I stopped myself. Bit down on the sentence before it could finish. Not because I couldn't think of the ending — I had the ending ready; I'd had it ready for three years — but because giving it to him now, at this door, in this posture, would have been a kind of gift. He would have known what I was still angry about.
"Mrs Cramer, please. I need to speak with Beatrix," Karl begged. "It's urgent."
Hearing the desperation in his voice, I eased my pressure on the door. The battle for entry stopped. Momentarily, I stood still.
It was the please that caught me. Please had always been my weakness — any child who remembered to say it at the classroom door got a second chance at whatever they were asking for, and I had built an entire teaching career on the small civilisations created by well-placed manners. I hated that he still knew this. I hated, more, that for the briefest beat I almost considered opening the door the rest of the way. Not because I thought he deserved it. Because something in his face had already started coming loose, and some old classroom instinct was reaching for him before I could remember whose house this was.
No.
I gathered my voice back from the place it had wandered.
"She's not home," I said firmly, giving the door one more push. And then, because Beatrix had always said her mother didn't know when to stop, I planted my feet and I gave it a second push — the kind I hadn't given anything in years, the kind that used my whole body and thirty-eight years of marriage to a carpenter. Brett had taught me, somewhere in the early years, exactly where the weight went in a door. I had never expected to need the lesson.
The edge caught something solid — his shoulder, I think — and I heard him gasp. The door clicked closed. The deadbolt slid home under my hand almost before I'd decided to slide it.
In triumph, I rested my aching back against the door and for several minutes I listened to the thumping of my heart in my chest. The hallway was dim; the coat hooks held only Brett's oilskin and the green scarf Gladys had given me three Christmases ago, back when she'd still been the daughter I thought I knew. My own breath sounded louder than the television in the next room. Outside, I heard Karl's footsteps retreat down the path, unhurried, thinking. A car door. An engine. Headlights sweeping the hallway wall in a pale arc as the car reversed and left.

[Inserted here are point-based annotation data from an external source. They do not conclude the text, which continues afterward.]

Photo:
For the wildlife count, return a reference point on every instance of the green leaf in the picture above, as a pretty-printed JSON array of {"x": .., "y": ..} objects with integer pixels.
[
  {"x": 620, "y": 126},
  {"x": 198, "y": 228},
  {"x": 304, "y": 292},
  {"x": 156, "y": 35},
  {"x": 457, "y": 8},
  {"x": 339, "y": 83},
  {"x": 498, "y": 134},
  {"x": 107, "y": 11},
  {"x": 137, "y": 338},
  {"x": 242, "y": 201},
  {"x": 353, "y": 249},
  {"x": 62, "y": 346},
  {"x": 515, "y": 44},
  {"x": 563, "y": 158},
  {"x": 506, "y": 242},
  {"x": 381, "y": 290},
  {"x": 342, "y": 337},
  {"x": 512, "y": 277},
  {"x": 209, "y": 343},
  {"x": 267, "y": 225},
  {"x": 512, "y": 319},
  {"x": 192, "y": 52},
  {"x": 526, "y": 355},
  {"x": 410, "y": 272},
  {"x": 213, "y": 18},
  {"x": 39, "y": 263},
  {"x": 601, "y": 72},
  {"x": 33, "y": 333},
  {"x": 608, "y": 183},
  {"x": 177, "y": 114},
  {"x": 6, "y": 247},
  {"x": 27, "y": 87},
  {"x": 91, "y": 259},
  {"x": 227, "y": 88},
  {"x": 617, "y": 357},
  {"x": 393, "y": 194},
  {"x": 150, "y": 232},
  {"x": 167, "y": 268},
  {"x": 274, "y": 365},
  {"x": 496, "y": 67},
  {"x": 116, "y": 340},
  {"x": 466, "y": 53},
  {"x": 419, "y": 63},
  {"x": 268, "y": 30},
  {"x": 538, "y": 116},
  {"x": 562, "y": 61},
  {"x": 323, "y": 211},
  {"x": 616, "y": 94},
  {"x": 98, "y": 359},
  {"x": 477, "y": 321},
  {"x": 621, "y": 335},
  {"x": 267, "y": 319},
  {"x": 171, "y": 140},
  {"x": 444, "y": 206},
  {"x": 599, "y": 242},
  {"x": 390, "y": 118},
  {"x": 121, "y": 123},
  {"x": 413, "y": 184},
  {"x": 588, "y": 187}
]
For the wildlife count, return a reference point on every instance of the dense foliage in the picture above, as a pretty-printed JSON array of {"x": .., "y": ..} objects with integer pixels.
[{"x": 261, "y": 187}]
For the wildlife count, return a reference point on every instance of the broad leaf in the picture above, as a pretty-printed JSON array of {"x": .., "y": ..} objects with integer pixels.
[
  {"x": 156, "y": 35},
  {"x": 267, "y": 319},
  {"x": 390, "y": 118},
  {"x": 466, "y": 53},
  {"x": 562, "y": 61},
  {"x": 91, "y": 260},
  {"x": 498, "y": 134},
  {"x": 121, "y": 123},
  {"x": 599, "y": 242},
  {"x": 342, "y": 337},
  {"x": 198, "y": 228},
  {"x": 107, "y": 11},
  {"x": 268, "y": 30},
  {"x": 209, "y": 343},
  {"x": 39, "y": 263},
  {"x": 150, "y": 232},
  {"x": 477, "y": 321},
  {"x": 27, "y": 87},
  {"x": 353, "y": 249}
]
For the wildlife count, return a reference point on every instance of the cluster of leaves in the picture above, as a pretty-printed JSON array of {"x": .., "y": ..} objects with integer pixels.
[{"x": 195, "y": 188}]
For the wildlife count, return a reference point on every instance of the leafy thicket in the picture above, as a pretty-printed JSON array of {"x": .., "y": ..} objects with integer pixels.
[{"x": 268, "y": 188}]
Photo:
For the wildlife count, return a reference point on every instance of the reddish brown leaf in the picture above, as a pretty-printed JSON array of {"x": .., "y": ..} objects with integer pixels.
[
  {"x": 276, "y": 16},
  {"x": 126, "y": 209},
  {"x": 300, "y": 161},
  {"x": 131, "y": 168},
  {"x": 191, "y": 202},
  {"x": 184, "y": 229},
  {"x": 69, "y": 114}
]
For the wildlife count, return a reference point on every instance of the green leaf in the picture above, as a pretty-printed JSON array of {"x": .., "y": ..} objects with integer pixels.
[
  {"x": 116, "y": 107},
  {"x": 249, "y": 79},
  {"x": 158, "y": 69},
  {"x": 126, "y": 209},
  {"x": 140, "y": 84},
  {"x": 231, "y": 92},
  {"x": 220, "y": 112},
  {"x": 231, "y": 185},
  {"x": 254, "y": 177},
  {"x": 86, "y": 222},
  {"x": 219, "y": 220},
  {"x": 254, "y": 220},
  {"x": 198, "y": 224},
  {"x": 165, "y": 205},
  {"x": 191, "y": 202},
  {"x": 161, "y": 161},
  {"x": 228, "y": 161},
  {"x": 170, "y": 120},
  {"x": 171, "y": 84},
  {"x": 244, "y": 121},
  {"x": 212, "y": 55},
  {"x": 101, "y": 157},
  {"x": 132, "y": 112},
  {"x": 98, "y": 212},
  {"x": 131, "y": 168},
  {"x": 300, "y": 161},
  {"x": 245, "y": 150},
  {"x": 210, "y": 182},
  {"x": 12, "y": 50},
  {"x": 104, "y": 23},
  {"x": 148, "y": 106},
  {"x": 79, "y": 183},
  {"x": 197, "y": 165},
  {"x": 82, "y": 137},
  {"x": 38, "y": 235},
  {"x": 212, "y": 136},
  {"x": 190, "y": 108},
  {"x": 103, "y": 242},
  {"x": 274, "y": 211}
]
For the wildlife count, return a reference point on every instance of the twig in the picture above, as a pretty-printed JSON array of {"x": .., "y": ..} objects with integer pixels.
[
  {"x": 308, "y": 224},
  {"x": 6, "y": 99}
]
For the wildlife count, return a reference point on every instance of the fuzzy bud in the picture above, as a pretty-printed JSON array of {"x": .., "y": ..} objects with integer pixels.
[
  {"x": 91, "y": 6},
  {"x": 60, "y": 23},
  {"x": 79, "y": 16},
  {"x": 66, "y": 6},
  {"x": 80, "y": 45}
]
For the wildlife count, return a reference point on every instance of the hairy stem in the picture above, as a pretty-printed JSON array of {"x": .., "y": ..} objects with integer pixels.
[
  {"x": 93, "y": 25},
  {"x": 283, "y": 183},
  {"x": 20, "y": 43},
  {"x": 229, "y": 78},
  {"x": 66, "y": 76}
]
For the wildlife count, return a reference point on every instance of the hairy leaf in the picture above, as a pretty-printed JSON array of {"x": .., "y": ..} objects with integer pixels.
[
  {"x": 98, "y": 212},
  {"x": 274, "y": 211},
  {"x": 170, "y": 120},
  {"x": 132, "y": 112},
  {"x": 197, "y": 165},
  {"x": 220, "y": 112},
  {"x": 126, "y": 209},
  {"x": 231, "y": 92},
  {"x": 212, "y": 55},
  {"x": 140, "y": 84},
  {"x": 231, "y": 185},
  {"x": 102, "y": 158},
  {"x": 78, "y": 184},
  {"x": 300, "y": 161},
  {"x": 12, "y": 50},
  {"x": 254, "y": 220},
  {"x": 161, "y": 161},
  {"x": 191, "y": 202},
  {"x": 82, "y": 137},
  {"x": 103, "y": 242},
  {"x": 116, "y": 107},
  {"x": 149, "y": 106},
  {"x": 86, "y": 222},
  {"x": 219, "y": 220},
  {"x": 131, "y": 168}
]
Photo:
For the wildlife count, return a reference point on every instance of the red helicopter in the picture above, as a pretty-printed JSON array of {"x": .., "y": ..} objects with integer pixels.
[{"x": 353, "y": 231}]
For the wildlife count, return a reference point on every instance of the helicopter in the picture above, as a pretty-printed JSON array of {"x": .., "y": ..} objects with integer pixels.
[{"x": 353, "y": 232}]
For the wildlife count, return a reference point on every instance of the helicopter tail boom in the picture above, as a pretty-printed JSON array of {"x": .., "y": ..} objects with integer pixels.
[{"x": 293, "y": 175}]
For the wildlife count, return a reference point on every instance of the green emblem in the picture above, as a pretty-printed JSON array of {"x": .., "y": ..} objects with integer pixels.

I did not move from the door until the sound of the car had entirely dissolved into the winter night.
Only then did I let my shoulders drop. The adrenaline that had held me upright through the encounter withdrew all at once, the way a tide withdraws, and left me aware of every small complaint my body had been politely postponing — the hip, the shoulder, the dull pulse behind my left eye that had been building since Saturday and had now, apparently, decided to introduce itself properly.
"What the hell has Beatrix got herself into now?" I mumbled at last, my finger pressing against my throbbing left temple as I massaged it.
"Bea," I said, once, aloud, to the empty hallway.
I closed my mouth around the second syllable before it could become anything else.
Then I pushed myself off the door with more effort than the gesture deserved and walked back towards the living room, where my tea would by now be cold and Brett would still be dozing and neither of those facts felt negotiable any more.
I didn't interrupt him.
I sat down in my recliner instead, in the hollow the cushion had learned for me, and I picked up the cold tea and I did not drink it.